Hadoop is an open-source programming platform based on Java that processes enormous volumes of data across a distributed computing environment using simple programming models. On the other hand, cloud computing uses various computational concepts and is applied across networks of computers which are connected in real-time. Cloud computing models are designed to offer scalability and adaptability and to meet on-demand requirements. Hadoop helps extract worth out of velocity, variety and volume. Cloud MapReduce is an alternative to MapReduce, which is part of Hadoop. However, Cloud MapReduce does not come with implementations of its own but relies on other cloud service providers for support.
What are the uses of Hadoop in real life?
Apache Hadoop is employed by various organizations across different industry sectors. From finance, security and retail to healthcare and entertainment, Hadoop has found an extensive range of applications. It is used to detect and prevent fraudulent activities, risk mitigation, identify suspicious patterns, and perform many more financial sector tasks. Hadoop is also known to be used by US security forces to prevent terrorist attacks and cyber-attacks. Hadoop helps identify consumer buying patterns and understand market demands in the retail industry. Healthcare service providers rely on Hadoop for the overall betterment of public health from their health records.
Is SQL better than Hadoop for data management?

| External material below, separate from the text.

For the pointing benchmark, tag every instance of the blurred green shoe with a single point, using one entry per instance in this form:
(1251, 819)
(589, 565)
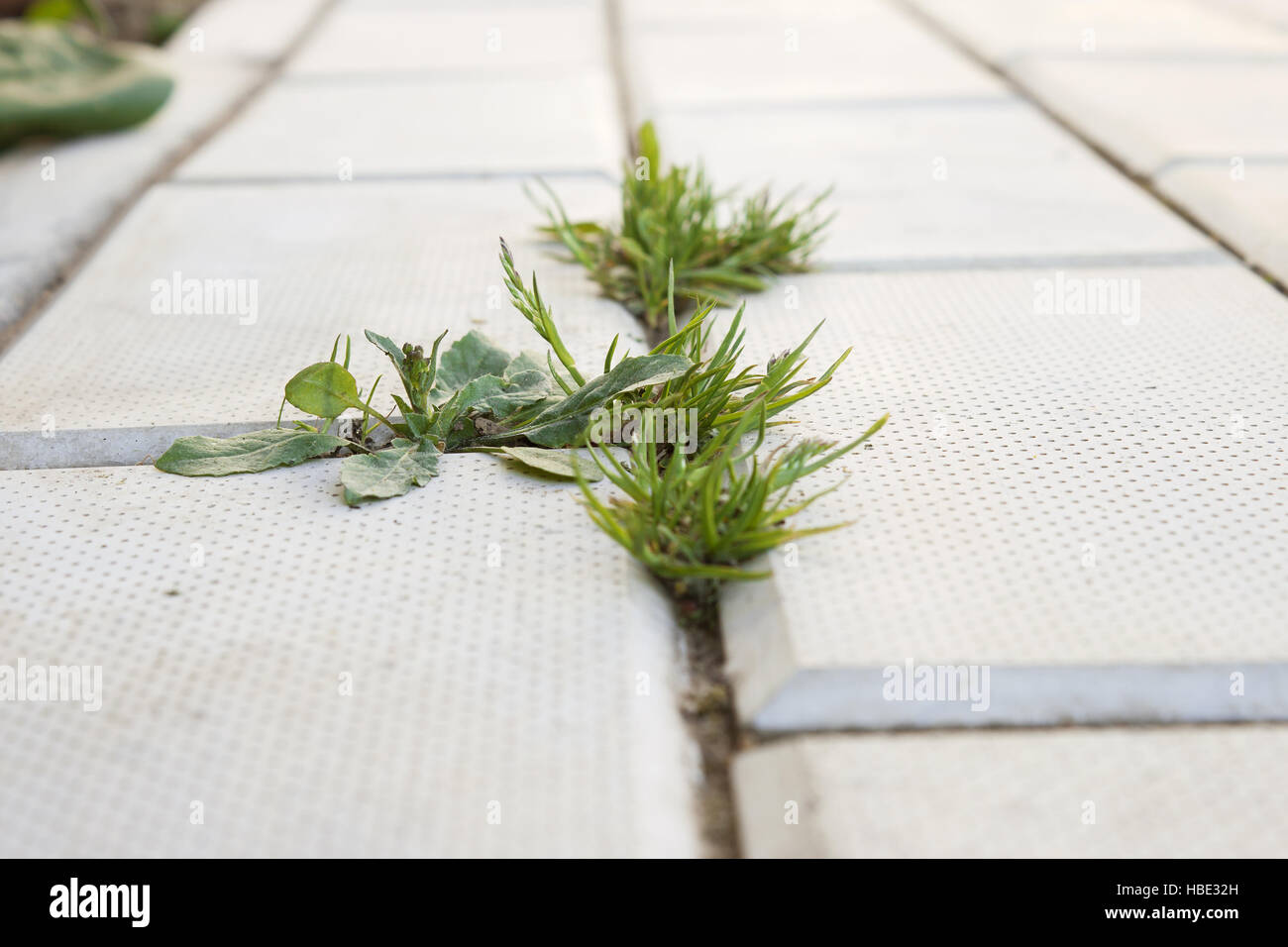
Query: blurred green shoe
(56, 80)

SQL or Structural Query Language is a programming language strictly used to handle data contained in relational databases. On the other hand, Hadoop is an open-source ecosystem that is designed to handle massive volumes of data present in a distributed non-relational database system. SQL and Hadoop are both useful for managing data, but in ways that are very different. While Hadoop is a framework of several software modules, SQL is essentially a programming language. Hadoop is better at handling vast amounts of data but writes only once. But SQL is easier to implement but not suitable for huge data sets. So the choice depends on specific business needs rather than their features only.